Paul D. Taylor*,1, Noel P. James2, Yvonne Bone3, Piotr Kuklinski1,4 and T. Kurt Kyser2

1 Natural History Museum, London SW7 5BD, United Kingdom
2 Queen's University, Kingston, Ontario, K7L 3N6, Canada
3 Adelaide University, Adelaide, South Australia 5001, Australia
4 Institute of Oceanology, ul. Powstancow Warszawy 55, Sopot 81-712, Poland p.taylor{at}nhm.ac.uk

Cheilostomes dominate bryozoan faunas today and are the only order of bryozoans to have evolved aragonitic, calcitic, and bimineralic skeletons. New XRD analyses of 177 recent species and 34 Cretaceous–Eocene species are combined with published data to probe the mineralogical evolution of cheilostomes. This is undertaken with particular reference to the effects of the late Paleogene transition from calcite to aragonite seas believed to have been driven by the increasing Mg/Ca ratio in seawater. Aragonite was absent from all of the Cretaceous and Paleocene cheilostomes analyzed, even though most came from deposits preserving aragonitic mollusk shells, but was detected in four distantly related cheilostomes from the middle Eocene (Lutetian). Examples of cheilostomes preserved as partial molds, however, suggests that bimineralic species with aragonitic outer skeletal layers may have originated as early as the Maastrichtian. A strong latitudinal gradient was evident in cheilostome mineralogy, with the proportion of aragonitic and bimineralic recent species increasing towards the tropics. Unfortunately, relatively few low-latitude bryozoans have been described from the Cretaceous and Cenozoic fossil record, where aragonitic species are likely to be most numerous and may have their oldest occurrences.
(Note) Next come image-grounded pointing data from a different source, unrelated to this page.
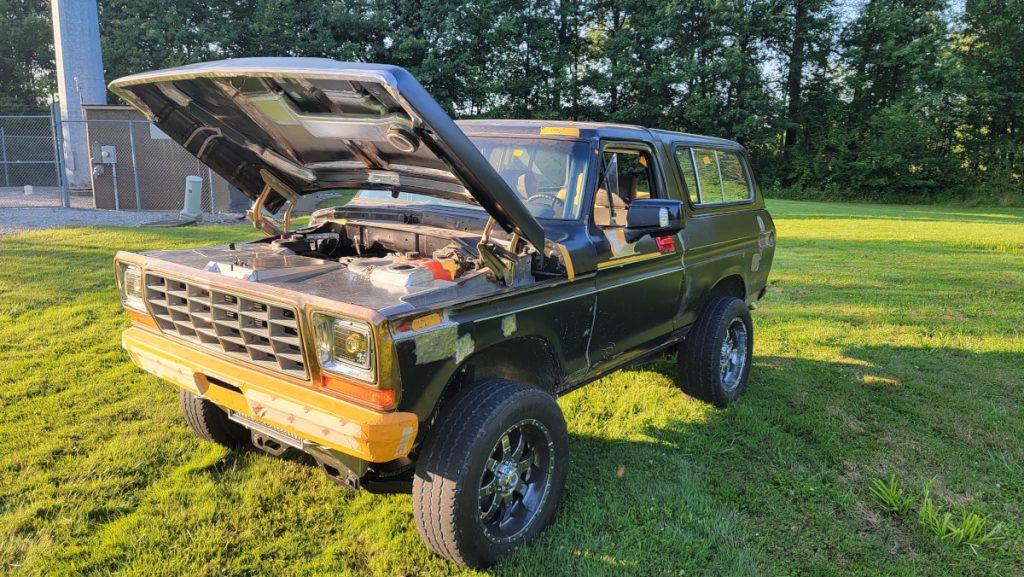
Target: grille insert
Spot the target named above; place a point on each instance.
(261, 333)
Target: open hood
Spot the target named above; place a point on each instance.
(311, 124)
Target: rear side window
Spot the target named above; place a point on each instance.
(719, 176)
(686, 166)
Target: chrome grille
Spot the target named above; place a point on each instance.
(259, 332)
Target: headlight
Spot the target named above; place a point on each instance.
(131, 286)
(344, 346)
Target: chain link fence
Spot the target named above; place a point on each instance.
(30, 171)
(131, 165)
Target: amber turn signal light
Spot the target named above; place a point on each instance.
(372, 396)
(138, 318)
A combined database of cheilostome mineralogy shows aragonite to be widely distributed across Cheilostomata, occurring in numerous genera and families belonging to the three most diverse subgroups (Flustrina, Umbonulomorpha, and Lepraliomorpha) as well as one genus of Malacostegina. In spite of the lack of a robust phylogeny for cheilostomes, it is clear that aragonite has evolved independently on multiple occasions, the earliest acquisitions antedating the onset of aragonite seas, although apparently accelerating after this transition.